When asked about her dream collaborations, Reid said, “I would love to work with the National. Or Beyonce, you know.” Major chimed in, “Beyonce would be amazing.”

London Grammar’s inclusive sound would find them right at home alongside either of those acts, with If You Wait trading primarily in taut and emotionally engaging songs that take a wide-angle look at life in the 21st century from the shrewd eyes of three well-educated young Brits. The trio met while studying at University of Nottingham back in 2009.

Musically, the album veers from stark, sparse arrangements like the title cut, which matches Reid’s voice with just a piano, next to tracks laden with electronic elements, like the subtle washes of bass rumbling underneath songs like opener, “Hey Now.”

The low-key hip-hop beats that power songs like “Stay Awake” have even caused some to toss the term “trip-hop” around, citing parallels with such ’90s U.K acts as Portishead and Massive Attack.

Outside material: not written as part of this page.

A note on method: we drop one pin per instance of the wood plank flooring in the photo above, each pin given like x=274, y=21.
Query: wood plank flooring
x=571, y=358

“Most of these songs came together pretty quickly,” said Major from behind a sweep of hair when asked about the creation of the band’s full-length debut. “We’d work out melodies as a group, and then Hannah would write lyrics to the music, sometimes in the span of ten or twenty minutes.”

“The only thing that took a long time sometimes was production,”  Reid mused. “It was never difficult for us to find the songs, but the production was a real trick. Now more than ever, a song’s production can really mean everything.”

“It all depends on the song,” countered Rothman, the band’s self-professed “indie kid.” “There are some songs on the album that have been made complete by the production. Then there are songs like ‘If You Wait,’ that are just vocals and a piano, and sound great no matter what you apply to it. Those are the ones that are most special to me.”

Settling into the conversation, Rothman went on to break down how the album’s panoramic sound ultimately came into focus.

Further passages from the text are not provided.